Suas mãos estavam amarradas atrás das costas, enquanto seu corpo, espremido violentamente contra a parede úmida e sórdida daquele armário, tinha espamos de dor e dormência nos músculos.

Era um homem comum, vestia uma camisa social azul, calças jeans de cor azul escura, e fora até aquele restaurante naquele dia, para comemorar o fim da sua pesquisa sobre uma tribo indígena da época do descobrimento do Brasil.

Tinha trinta e cinco anos, cabelos abundantes, olhos azuis, enfeitados com terríveis olheiras de cansaço, e viera de Santa Catarina para trabalhar com pesquisa naquele fim de mundo, incrustado no interior do Brasil.

Fechou seus olhos; a lembrança de sua mulher, Caroline, sorrindo-lhe na última vez que se viram, não lhe saia da mente.
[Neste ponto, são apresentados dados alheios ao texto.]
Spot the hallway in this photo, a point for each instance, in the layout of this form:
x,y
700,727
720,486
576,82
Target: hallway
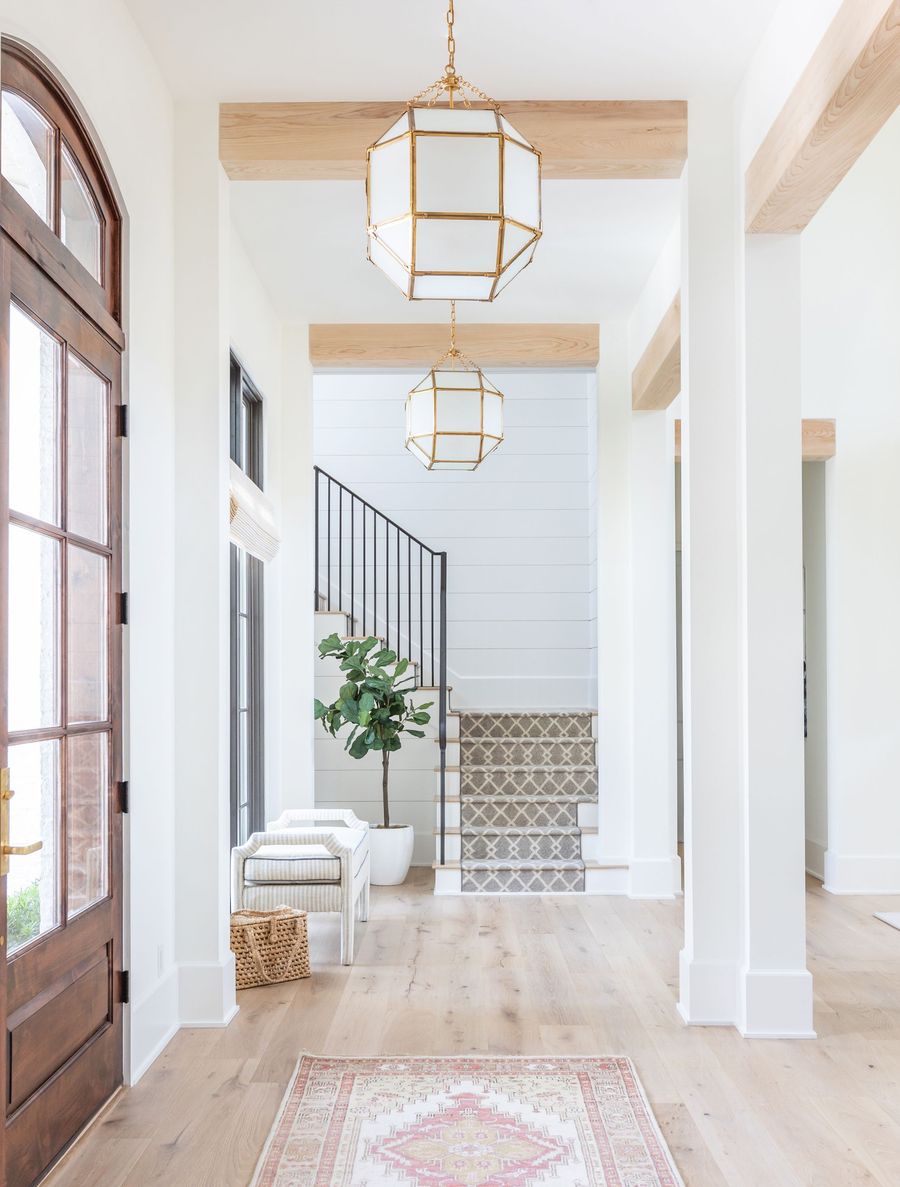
x,y
555,975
Suas roupas encardidas fediam a sangue, mas não era seu sangue, era o sangue seco na parede. Sangue humano.

-Está tudo bem aí? - Gritou um homem do outro lado da porta. A voz esganiçada, jocosa, e um som de machado ou facão atingindo uma superficie amadeirada -. Por que o cheiro de medo tá chegando aqui... - Risadas sádicas ecoaram exponencialmente pelo ambiente imundo, atingindo em cheio o pequeno armário em que ele se encontrava trancado.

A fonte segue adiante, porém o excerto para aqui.